Tuesday, April 2, 2013

Chill spills into a second day after the coldest April open of the past 20 years Monday


March-level temperatures are back. The problem is, it's April and temperatures ought to be warming---not reverting back to levels more typical of a month earlier. This development is just the latest in a string of unusual weather twists and turns which have characterized recent months here.

Chicagoans shiver through another day of 40s Tuesday but are casting a wishful eye toward the 60-degree readings predicted Thursday and the mid-60s which may occur here on Saturday.

Tuesday's predicted 44-degree peak reading comes on the heels of Monday's max of 41-degrees, a reading which made it the coldest April 1 here in 20 years.

At the Cell, Sox fans celebrated a 2 to 1 win over Kansas City in the team's chilliest opening day weather at home of the past 33 years. Only four other Sox home openers have been colder: 1907 (38-degrees); 2003 (39); 1905 (40) and 1980 (40).

Early March-level temps Tuesday belie the fact that April is Chicago's second-fastest warming month
  
April has historically been the city's second-fastest warming month. Its normal temperatures surge from 53-degrees on the first of the month to 65-degrees by April's close, falling just short of the 13-degree increase in "normal" daytime highs which occur in March.

Books close on a March ranked the coldest in 17 years
  
March 2013, a month in which Chicago's average temperature came in at 32.6-degrees, finished 31st-coldest of the 143 Marches on the books here dating back to 1871.
But, in a unusual twist on spring's typical temperature evolution trend as we move from winter to spring, March 2013 finished colder than December 2012's observed 36.1 degree average.

In more typical years, March ends up warmer---NOT COLDER---than December by 10.2-degrees!
Gain of more than an hour of daylight is behind April’s tendency to warm

Reduced to basics, the seasonal increase in temperature with which we're all familiar is driven by the sun.
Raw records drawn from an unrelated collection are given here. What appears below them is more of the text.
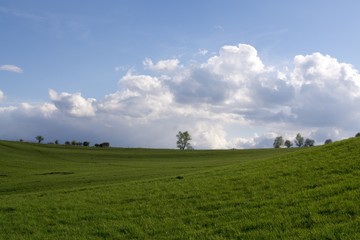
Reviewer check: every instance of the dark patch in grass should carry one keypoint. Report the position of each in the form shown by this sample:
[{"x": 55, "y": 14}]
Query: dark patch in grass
[
  {"x": 56, "y": 173},
  {"x": 7, "y": 209}
]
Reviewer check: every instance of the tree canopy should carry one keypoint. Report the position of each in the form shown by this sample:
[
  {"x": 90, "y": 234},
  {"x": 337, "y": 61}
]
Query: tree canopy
[{"x": 183, "y": 140}]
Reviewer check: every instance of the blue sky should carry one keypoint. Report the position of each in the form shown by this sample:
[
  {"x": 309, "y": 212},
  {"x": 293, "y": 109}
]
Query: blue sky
[{"x": 233, "y": 73}]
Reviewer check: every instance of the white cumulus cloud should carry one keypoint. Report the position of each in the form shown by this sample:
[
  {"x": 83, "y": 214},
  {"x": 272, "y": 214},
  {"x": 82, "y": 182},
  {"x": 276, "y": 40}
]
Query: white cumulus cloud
[
  {"x": 162, "y": 65},
  {"x": 73, "y": 104},
  {"x": 11, "y": 68},
  {"x": 317, "y": 95}
]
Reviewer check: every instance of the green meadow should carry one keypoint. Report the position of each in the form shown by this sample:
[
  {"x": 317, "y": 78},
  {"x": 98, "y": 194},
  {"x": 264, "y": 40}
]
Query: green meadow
[{"x": 64, "y": 192}]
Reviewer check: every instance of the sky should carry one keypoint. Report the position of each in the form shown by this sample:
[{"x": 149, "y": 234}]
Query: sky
[{"x": 233, "y": 73}]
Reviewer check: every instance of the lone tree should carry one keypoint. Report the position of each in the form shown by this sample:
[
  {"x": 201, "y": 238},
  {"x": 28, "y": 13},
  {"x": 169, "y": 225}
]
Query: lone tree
[
  {"x": 299, "y": 140},
  {"x": 288, "y": 143},
  {"x": 309, "y": 142},
  {"x": 183, "y": 139},
  {"x": 278, "y": 142},
  {"x": 39, "y": 138}
]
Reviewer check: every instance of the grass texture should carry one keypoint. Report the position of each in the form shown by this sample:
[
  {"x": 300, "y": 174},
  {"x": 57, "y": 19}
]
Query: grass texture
[{"x": 63, "y": 192}]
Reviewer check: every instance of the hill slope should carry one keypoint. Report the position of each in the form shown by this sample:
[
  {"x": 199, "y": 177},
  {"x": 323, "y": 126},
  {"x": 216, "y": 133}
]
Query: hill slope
[{"x": 248, "y": 194}]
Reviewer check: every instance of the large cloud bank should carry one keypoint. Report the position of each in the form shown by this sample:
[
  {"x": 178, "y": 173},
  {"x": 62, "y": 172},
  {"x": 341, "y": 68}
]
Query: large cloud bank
[{"x": 231, "y": 100}]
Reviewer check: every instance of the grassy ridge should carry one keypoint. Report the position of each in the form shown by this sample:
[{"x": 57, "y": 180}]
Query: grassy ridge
[{"x": 163, "y": 194}]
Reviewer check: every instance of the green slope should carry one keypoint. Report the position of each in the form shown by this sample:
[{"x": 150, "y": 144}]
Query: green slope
[{"x": 163, "y": 194}]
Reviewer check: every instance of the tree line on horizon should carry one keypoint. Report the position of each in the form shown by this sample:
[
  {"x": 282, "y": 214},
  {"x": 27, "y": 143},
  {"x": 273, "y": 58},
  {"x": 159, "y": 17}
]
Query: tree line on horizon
[{"x": 184, "y": 138}]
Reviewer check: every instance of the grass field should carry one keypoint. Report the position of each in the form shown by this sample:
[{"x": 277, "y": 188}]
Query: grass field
[{"x": 59, "y": 192}]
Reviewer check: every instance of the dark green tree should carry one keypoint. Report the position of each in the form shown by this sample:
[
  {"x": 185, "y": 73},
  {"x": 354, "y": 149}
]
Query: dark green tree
[
  {"x": 278, "y": 142},
  {"x": 299, "y": 140},
  {"x": 39, "y": 138},
  {"x": 288, "y": 144},
  {"x": 309, "y": 142},
  {"x": 183, "y": 140}
]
Not only are its rays growing more direct as the sun tracks higher and higher across the sky each day, but days are continuing to lengthen---and will continue to do so in coming months. By April's close, this month will see sunshine pour down on the metro area an additional one hour and 16 minutes beyond the more than 3 additional hours which have been added since the area's shortest day which occurred as winter opened on Dec 21.

City’s 142-year observational record puts historic odds of a 70+ temp in the coming month at 99%; 80+degree odds at 56%  


More sunlight means improved chances for more frequent "warm" spells. Weather records here indicate 141 of the 142 Aprils for which we have official records---that's 99% of them--- have recorded a 70-degree or warmer high. At the same time, 80 of those 142 Aprils have generated an 80-degree or warmer reading, producing a historic probability of 56% that an 80°+ temp will occur before the end of this month.

15-month precipitation of 35.50" running 7”+ below normal here; predicted wet pattern in coming weeks could put a dent in that deficit

A wet pattern is being predicted in the 6 to 10 day and 8 to 14 day time frames by a series of global computer forecast models out of a suite of meteorological centers around the world. Not the least among these forecasts are predictions from the National Weather Service's "GFS" and "DGEX" models for significant rainfall next week.

The swath of heavy precipitation is to fall on the broad area of the nation's Heartland still in the midst of drought.

Spring chill has slowed Lake Michigan-warming; water temps running 10-degrees behind a year ago

As a side-bar to our unseasonably chilly spring, Lake Michigan water temperatures are staging an abnormally slow seasonal temperature increase this year. The lake temperature off Chicago Monday was 41 degrees compared to 51 a year ago.